Fitbit, to some extent, did have the Livestrong effect for a time. Fitbit stood for being health conscious and fit. Wearing one was a commitment to healthy living and the quantified self movement, which was pretty cool. Its initial commercial success is a strong reflection of the success of this association. To cushion it from the caprices of faddiness in the future though, Fitbit has to make a choice of either 1) investing in its own brand/find a story compelling enough that users will stand behind, or 2) increase the ability of Fitbits to match customer’s individual style.

Option 1

I want to argue that the first is really, really difficult as most movements suffer from short-lived faddiness if their message isn’t compelling enough. Among corporate brand stories, socially minded ones often offer the most sustainable, long-term and powerful associations (case in point, Warby Parker or Toms). Fitbit can certainly try linking itself to some sort of social cause but this could potentially be confusing and incongruous with its established health conscious spin. Further, since it didn’t start with this focus from the beginning like Warby Parker, a sudden eagerness to associate itself with a social cause come across as fake or disingenuous. Brands spend their entire existence building up an association with something — it’ll be hard for Fitbit to come up with a new one so late in its life. Further, from a brand standpoint, I think Fitbit would be hard pressed to match the strength of the brand of its primary competitor, Jawbone. Jawbone stands for beautiful design-focused hardware; its products exude a beautiful and classy/luxurious fashionableness. Fitbit has none of that. Despite being a $100+ dollar product, it does not feel classy — it feels sporty and minimalistically bland but very commonplace and definitely not luxurious.

Option 2

The second option is to increase customization and embrace the fact that people only want to wear something on their wrist every day if they feel that it authentically reflects them. The Tory Burch collaboration which offered fashionable Fitbit bands with different prints, for example, was extraordinarily powerful because it allowed customers to choose something else for their Fitbit to stand for. Fitbit really screwed up, in my opinion, by moving to the integrated product because it meant consumers no longer had freedom over what their Fitbit looked like. Now, the Fitbit is the same band, color, and design day in and day out. From my personal experience, at first it was cool to associate myself with “fitness consciousness” but it wasn’t a compelling enough story that I felt happy to put on my Fitbit every day, especially given the bland design of the device and the fact that ballpark step counting features are mimicked by the accelerometer on my phone.

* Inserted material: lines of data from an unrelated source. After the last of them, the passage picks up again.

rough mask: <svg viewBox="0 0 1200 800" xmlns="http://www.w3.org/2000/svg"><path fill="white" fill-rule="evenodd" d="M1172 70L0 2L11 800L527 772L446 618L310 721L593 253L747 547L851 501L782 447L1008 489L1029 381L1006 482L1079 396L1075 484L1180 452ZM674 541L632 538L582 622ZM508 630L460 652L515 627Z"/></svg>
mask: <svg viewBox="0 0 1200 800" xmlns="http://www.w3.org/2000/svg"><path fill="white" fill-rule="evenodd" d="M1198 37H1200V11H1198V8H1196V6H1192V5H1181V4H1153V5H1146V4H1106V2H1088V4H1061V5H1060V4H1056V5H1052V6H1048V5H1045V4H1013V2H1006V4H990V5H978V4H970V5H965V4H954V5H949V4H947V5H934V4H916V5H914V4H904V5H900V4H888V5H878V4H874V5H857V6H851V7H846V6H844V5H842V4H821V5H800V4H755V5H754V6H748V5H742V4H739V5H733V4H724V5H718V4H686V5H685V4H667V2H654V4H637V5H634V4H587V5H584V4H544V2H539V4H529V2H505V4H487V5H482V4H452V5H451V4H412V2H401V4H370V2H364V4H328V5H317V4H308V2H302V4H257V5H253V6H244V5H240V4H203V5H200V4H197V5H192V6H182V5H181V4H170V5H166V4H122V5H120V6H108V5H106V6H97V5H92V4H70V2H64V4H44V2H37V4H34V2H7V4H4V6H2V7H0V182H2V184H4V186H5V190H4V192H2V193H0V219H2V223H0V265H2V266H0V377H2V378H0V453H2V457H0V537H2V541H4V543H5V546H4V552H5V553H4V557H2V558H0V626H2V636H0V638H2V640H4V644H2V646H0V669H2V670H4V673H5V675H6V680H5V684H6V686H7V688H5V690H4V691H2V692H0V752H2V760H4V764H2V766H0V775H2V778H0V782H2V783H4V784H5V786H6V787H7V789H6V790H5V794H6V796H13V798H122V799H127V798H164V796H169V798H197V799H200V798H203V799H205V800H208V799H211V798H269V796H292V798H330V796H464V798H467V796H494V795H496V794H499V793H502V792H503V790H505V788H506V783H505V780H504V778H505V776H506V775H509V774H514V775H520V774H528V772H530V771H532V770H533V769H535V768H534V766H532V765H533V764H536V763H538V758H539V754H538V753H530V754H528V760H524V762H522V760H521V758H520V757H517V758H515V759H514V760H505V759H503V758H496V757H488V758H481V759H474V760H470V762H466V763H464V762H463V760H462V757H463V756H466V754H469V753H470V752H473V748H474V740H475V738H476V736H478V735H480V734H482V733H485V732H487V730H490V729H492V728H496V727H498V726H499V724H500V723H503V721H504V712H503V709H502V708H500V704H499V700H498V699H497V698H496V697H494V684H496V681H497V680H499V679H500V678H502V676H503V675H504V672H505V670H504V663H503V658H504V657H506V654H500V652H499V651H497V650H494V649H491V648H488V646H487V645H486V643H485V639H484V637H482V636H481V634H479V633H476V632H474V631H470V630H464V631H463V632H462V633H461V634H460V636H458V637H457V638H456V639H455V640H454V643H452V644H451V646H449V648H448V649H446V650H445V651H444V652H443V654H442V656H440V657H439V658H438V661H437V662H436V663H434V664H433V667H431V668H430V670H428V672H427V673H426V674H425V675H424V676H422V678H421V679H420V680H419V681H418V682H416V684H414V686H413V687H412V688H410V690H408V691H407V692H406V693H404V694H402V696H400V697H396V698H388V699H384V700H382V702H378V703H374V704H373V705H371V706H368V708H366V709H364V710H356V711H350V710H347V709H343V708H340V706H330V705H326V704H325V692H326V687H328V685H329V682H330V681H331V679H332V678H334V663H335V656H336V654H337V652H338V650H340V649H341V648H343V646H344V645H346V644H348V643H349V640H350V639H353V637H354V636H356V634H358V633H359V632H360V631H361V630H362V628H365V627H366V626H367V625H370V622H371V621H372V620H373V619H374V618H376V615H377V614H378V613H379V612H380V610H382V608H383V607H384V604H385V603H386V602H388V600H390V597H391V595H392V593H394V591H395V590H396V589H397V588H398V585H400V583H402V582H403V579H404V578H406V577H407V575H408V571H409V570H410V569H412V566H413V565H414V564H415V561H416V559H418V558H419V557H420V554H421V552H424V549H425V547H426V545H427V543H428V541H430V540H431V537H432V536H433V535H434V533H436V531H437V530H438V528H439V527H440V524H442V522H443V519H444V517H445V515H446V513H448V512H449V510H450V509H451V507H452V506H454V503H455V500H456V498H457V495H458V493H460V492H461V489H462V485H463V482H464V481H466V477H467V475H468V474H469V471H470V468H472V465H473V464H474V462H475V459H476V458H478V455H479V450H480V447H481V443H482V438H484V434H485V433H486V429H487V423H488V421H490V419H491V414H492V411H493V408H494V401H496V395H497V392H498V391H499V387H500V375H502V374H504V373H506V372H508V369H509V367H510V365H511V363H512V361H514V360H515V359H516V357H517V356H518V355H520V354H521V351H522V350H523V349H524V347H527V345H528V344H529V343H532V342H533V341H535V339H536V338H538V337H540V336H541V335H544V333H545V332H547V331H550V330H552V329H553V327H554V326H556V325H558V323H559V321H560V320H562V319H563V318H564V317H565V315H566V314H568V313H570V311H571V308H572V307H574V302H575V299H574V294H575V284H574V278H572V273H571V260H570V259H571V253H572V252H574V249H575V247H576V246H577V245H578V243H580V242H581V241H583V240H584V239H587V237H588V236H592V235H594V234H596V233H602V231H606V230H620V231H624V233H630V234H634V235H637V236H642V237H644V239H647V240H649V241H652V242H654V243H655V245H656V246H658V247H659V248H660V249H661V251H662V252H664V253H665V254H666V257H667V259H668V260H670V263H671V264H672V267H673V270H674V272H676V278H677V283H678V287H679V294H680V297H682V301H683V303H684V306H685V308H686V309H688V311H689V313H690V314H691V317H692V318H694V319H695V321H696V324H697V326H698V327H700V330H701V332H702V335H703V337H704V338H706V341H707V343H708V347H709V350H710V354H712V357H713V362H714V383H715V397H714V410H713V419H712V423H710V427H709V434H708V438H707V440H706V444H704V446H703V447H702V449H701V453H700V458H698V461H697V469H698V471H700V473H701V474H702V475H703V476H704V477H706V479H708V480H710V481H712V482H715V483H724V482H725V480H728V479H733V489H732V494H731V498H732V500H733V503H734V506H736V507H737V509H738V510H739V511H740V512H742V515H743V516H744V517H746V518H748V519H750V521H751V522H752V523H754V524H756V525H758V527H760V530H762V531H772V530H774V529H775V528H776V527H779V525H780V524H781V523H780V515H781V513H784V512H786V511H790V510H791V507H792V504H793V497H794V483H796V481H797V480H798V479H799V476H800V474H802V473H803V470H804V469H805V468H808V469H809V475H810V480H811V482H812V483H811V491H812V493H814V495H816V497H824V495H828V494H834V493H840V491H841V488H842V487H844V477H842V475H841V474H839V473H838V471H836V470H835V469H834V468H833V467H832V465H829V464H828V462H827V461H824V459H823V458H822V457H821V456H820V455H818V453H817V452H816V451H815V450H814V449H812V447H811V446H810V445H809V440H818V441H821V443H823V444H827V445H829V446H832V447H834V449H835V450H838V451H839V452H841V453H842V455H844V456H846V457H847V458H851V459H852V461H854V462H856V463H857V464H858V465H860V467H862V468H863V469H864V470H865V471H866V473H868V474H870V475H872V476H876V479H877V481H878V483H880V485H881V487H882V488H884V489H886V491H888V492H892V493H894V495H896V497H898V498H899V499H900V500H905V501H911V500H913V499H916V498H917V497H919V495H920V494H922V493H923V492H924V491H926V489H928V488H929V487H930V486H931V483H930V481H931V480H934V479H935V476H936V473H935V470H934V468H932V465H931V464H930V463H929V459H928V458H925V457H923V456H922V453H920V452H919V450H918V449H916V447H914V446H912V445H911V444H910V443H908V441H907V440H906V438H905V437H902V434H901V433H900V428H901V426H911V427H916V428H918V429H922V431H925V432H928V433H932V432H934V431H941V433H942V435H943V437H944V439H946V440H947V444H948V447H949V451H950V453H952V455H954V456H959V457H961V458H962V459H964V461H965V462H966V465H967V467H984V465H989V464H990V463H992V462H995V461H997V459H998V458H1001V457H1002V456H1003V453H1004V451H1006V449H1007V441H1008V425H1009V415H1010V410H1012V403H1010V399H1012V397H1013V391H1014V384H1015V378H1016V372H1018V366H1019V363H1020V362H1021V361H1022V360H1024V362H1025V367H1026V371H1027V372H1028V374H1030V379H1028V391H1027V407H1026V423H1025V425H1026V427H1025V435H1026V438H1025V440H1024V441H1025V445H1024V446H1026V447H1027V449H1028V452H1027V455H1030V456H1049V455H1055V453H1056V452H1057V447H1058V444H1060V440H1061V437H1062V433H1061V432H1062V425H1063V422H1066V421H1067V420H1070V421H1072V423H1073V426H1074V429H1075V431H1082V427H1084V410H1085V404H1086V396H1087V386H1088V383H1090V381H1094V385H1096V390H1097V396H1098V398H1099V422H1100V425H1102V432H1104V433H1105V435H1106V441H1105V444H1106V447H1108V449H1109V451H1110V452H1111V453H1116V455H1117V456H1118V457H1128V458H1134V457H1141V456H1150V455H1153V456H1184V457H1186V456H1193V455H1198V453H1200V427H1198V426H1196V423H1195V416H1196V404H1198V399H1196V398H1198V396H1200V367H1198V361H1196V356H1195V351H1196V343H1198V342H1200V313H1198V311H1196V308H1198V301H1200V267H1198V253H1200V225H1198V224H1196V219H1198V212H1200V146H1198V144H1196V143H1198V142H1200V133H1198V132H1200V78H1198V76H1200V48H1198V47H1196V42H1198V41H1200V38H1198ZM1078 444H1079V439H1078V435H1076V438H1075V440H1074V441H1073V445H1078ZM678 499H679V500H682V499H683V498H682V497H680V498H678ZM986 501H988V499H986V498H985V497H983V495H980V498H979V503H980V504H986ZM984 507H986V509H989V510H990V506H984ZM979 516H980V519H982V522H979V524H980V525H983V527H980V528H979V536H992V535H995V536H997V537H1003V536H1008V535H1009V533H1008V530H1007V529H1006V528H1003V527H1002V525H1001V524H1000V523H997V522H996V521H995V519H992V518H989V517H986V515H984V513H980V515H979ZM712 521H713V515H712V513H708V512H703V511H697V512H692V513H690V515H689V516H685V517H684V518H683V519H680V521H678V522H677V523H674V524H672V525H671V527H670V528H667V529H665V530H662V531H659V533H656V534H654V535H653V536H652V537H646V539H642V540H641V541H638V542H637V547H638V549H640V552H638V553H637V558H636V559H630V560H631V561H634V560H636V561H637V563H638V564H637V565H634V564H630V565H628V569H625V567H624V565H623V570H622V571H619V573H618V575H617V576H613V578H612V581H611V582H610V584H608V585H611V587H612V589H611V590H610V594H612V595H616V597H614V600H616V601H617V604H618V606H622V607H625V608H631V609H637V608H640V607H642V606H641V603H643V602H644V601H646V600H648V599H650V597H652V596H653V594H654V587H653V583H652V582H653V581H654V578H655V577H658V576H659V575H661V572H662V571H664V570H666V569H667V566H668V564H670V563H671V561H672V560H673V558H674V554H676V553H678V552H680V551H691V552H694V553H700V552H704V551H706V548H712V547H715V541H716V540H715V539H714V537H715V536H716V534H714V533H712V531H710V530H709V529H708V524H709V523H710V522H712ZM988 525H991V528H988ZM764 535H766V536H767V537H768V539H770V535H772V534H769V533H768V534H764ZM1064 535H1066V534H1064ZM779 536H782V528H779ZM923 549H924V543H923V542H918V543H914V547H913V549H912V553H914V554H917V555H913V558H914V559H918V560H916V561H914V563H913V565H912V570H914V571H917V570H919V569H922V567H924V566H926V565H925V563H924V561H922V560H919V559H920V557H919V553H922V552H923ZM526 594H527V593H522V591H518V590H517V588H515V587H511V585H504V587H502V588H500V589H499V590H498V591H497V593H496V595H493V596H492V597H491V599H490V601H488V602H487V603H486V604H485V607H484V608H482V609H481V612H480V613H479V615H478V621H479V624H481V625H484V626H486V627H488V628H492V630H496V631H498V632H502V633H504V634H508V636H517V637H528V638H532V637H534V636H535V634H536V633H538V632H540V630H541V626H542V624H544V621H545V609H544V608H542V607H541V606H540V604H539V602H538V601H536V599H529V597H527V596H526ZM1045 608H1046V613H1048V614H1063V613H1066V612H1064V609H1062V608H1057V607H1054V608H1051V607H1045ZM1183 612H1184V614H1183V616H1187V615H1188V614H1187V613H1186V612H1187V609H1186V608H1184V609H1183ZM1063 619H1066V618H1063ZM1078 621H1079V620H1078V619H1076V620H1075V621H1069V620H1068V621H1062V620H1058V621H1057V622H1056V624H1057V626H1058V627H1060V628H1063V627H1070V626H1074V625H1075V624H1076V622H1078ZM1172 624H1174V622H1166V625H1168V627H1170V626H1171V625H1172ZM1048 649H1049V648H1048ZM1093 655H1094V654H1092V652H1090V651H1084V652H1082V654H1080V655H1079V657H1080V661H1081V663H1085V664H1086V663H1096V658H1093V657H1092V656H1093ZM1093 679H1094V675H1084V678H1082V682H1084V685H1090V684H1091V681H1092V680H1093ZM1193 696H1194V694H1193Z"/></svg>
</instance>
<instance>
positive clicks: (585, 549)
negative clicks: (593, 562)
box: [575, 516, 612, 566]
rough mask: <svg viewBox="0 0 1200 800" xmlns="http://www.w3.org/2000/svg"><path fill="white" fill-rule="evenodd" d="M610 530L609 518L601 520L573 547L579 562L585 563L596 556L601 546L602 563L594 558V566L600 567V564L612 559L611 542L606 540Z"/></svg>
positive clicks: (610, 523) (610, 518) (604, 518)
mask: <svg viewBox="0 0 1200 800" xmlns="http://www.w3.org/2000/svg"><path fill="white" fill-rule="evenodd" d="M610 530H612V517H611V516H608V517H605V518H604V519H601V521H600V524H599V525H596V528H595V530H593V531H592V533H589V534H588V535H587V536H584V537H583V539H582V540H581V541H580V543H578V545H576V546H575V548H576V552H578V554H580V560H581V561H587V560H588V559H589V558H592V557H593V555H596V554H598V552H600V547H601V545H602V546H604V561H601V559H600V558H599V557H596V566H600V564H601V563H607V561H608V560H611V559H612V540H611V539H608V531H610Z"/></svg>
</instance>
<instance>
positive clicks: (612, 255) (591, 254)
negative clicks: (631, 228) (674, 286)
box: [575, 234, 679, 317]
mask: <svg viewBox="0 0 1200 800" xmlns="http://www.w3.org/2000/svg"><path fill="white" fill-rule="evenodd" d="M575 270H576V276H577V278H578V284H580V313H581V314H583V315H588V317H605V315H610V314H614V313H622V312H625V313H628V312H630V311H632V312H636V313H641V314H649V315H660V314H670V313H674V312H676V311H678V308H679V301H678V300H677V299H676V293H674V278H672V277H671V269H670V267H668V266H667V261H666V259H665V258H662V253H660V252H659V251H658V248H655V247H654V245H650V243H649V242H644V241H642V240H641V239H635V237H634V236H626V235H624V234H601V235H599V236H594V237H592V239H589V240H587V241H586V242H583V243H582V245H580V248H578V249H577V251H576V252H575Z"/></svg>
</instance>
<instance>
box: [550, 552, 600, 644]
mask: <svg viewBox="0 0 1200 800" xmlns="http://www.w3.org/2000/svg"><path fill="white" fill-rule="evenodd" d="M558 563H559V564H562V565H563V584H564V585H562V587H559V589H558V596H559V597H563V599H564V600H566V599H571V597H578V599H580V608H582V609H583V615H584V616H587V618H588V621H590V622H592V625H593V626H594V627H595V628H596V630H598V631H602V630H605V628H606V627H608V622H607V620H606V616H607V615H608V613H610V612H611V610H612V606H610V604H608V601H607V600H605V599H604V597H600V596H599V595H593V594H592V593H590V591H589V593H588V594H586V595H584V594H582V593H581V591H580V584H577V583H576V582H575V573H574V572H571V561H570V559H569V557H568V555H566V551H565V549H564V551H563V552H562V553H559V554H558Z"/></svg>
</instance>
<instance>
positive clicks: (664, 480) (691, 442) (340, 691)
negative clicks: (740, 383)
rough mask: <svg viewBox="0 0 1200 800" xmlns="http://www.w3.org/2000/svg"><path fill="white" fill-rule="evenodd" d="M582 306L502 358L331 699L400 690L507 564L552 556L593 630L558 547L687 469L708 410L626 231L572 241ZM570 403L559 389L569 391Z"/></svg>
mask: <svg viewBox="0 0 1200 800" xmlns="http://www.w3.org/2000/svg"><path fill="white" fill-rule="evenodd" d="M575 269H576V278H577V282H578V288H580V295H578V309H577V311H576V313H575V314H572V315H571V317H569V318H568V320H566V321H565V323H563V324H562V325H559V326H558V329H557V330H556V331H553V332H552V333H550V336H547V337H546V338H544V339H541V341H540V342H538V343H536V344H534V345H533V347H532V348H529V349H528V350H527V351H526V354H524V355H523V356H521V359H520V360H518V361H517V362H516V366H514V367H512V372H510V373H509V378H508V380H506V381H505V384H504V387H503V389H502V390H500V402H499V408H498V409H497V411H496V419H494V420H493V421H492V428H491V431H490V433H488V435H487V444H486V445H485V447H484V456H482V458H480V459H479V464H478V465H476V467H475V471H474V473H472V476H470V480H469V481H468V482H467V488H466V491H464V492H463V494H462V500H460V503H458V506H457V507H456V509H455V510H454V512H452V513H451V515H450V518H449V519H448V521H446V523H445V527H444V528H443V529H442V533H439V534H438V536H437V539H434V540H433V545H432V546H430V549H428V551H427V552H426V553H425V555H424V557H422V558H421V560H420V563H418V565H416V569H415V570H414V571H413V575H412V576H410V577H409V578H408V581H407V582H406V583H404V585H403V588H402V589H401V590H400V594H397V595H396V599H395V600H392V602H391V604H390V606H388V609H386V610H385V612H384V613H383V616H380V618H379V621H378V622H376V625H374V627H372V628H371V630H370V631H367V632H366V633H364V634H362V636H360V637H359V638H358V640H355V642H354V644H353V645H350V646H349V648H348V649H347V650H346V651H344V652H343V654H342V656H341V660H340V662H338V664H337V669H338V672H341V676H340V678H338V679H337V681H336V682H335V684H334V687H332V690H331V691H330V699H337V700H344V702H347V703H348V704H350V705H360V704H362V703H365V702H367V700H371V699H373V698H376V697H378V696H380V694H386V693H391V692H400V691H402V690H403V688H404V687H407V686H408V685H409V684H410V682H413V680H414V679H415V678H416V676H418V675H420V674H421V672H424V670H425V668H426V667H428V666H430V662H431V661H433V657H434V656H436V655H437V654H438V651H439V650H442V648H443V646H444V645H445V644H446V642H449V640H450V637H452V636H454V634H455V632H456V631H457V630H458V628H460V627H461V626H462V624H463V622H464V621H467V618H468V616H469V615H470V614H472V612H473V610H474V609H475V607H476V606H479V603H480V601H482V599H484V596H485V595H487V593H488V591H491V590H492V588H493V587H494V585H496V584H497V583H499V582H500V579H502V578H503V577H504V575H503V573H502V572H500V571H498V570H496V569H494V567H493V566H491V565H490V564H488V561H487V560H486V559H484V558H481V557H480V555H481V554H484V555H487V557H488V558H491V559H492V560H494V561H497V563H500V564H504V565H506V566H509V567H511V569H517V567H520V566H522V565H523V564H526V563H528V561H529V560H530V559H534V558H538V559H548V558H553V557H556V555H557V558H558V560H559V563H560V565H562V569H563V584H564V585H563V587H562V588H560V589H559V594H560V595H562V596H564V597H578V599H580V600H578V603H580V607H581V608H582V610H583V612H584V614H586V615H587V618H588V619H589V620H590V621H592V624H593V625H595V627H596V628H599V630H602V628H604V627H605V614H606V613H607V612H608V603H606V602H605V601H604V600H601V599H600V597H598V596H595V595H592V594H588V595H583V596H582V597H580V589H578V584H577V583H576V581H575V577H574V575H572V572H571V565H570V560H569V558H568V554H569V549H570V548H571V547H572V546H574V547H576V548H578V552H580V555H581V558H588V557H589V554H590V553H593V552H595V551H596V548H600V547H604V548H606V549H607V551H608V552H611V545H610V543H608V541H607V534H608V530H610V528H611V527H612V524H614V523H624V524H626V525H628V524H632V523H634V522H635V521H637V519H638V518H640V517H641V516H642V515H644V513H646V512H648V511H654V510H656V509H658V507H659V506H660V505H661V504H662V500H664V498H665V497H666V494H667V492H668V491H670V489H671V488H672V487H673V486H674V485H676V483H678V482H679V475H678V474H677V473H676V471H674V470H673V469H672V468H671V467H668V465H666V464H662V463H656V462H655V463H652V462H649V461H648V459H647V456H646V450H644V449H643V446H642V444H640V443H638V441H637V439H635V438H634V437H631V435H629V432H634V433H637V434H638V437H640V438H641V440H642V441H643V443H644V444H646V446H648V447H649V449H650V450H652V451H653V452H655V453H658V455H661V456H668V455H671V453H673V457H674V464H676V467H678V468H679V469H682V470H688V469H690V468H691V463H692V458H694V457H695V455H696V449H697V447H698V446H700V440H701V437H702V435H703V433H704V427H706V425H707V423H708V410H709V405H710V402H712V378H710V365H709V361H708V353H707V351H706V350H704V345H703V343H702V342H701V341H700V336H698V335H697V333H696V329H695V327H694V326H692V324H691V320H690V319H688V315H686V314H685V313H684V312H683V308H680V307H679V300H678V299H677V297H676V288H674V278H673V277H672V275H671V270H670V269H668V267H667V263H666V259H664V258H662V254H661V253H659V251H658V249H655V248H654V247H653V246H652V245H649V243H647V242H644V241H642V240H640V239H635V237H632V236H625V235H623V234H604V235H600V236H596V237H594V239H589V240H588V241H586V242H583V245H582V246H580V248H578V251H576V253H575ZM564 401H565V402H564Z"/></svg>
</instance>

Tory Burch for Fitbit (http://www.marinmagazine.com/Blogs/Fashion-Home-and-Beauty/July-2014/Tory-Burch-for-FitBit/)

With the new generation of Fitbits, the Burch collaboration no longer works because the band and the tracker are a single integrated product. As a result, Fitbit has curtailed many, many partnerships that could have happened with the likes of Coach and Kate Spade, not to mention passed on profits from high margin band accessories. It was a huge mistake for Fitbit closed the door to tons of potentially great collaborations with luxury brands and a huge mistake for Fitbit to dictate that its customers had to buy and wear the same bland band every day. Especially for women, I think wearing something on our wrists that allows us to be classy and fashionable (or even just another color) some days would be a huge selling point.

Fitbit has become dull because it failed to recognize that people want customizability and dislike mundaneness, especially in a product they are expected to display proudly on their wrist every day. Bringing back exchangeable bands and increasing luxury brand collaborations will do wonders for the monotony wearers feel and increase appeal to the mass-market audience by allowing people to wear something that says something about them beyond just that they are health conscious.